Seeking Combat Support Marines for Special Ops

SOCOM is seeking better ISR options for units in the field. (U.S. Marine/Steven Fox, released)

SOFIC 2022: US Special Operations Command is looking to beef up its airborne intelligence, surveillance and reconnaissance capabilities as it moves away from counterterrorism operations and towards potential conflicts against a near-peer adversary.

At the Special Operations Forces Industry Conference today, several SOCOM leaders called out the need for sustained investment in new overhead ISR capabilities that will give special operators better situational awareness in the future.

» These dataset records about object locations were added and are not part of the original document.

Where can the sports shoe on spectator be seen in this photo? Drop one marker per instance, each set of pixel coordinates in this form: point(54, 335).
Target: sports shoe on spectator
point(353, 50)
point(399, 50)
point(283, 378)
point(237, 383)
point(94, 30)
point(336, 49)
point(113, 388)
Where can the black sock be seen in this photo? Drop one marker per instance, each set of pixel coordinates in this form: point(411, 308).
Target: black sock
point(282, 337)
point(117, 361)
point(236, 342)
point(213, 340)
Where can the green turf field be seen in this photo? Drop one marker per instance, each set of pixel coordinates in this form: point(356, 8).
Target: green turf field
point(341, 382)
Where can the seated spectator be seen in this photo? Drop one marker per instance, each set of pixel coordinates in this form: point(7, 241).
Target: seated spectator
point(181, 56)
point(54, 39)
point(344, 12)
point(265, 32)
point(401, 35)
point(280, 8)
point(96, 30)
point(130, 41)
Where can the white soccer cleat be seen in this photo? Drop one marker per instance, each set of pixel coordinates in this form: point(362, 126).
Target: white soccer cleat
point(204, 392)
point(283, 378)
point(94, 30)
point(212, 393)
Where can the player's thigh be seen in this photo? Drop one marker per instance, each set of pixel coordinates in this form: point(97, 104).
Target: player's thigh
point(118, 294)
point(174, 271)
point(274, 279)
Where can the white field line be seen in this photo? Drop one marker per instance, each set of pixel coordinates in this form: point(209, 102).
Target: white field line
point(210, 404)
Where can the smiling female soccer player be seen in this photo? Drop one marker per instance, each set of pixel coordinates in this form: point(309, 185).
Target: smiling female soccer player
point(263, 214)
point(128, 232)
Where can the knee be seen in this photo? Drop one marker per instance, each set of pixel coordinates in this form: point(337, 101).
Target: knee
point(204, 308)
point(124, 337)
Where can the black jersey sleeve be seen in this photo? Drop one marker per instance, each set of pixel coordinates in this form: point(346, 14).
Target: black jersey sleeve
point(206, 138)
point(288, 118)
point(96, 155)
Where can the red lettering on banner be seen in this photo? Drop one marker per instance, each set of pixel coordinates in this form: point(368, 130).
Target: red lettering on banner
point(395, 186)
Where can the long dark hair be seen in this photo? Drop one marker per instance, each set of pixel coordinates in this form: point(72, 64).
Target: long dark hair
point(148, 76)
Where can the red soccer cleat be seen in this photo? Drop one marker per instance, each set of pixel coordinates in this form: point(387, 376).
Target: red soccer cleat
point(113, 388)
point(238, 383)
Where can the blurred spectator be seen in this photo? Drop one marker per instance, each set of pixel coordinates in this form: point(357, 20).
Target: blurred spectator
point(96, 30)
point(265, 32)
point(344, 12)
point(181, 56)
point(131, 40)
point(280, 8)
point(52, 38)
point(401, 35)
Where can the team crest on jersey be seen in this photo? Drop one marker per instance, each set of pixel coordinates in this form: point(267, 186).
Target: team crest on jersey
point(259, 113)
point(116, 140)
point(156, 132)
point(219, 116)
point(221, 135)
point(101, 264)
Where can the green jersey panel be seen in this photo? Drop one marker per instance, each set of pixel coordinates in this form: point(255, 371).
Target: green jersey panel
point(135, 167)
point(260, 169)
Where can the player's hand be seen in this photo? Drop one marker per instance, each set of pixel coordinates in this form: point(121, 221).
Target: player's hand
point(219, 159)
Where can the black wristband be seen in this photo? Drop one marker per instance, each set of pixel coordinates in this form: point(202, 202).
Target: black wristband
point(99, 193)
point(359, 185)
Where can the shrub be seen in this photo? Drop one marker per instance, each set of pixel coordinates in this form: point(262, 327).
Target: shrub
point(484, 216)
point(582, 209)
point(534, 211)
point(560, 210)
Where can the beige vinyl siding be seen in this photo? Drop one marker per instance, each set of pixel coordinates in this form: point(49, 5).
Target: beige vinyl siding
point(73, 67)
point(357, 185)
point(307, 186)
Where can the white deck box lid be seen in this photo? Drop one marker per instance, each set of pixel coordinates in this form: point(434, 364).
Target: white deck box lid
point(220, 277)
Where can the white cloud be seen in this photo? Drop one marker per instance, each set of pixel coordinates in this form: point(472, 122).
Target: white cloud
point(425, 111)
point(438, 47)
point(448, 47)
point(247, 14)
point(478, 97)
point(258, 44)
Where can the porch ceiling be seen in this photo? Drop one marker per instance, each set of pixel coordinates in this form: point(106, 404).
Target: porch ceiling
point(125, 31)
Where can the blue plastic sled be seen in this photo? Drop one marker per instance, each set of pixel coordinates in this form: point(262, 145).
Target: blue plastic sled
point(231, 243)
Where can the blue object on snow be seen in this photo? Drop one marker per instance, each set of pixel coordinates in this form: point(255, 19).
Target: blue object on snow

“As I look at next generation ISR, I think that’s something that still needs further development,” said OCOM commander Gen. Richard Clarke. “Just buying overhead UAVs — that is not going to be the solution in the long run. There are so many capabilities that have to come together that I think can allow our
people — that are in those different, 80 plus different countries — to even get a better feel than just having something above their head.”

Clarke said that the counterterrorism focus of the last 20 years of war didn’t require SOCOM to develop overhead ISR capabilities that integrated with sensors in other domains. With the emergence of space and commercially available data, the command now needs to advance its ISR capabilities.

“We got to layer space capabilities with that. We have to layer open source data with that. We have to be able to pull that all together. And those things that are flying above, we need to make sure we have the best capabilities on top of them,” Clarke said.

To do so, SOCOM acquisition executive James Smith said that the command is investing in three specific areas: space-based payloads; cyber-based targeting; and collaborative, autonomous unmanned and unattended sensors for its next-generation ISR needs.

“It’s the idea of taking the data from these space-based payloads from what we can find on the cyber internet and what we can garner from our own small organic sensors, working in support of the team, fusing that information together and providing a far greater probability of confidence for our operators about what they’re looking at in their environment,” Smith said.

Smith said the Program Executive Office for Special Reconnaissance at SOCOM will be responsible for both the unmanned sensors and the space-based capabilities. PEO Special Operations Forces Digital Applications will be tasked with the cyber responsibilities.

Lisa Sanders, director of science and technology at SOCOM, said her office is spending its time further defining what investments the special operations community needs to make in next generation ISR. Within that realm, she said SOCOM’s S&T community is most heavily focused on space-base payloads and is working with other Defense Department agencies, such as the Space Development Agency, on those efforts.

According to Sanders’ presentation, SOCOM has about $22 million in S&T funding for next-generation ISR in fiscal 2022.

“The biggest thing that we’re doing in 2023 in this domain is defining what should we be investing in,” Sanders said. “I’ll tell you just off the top of my head, I think a lot of it is open source information, publicly available information and how do you effectively avoid cognitive overload in that space.”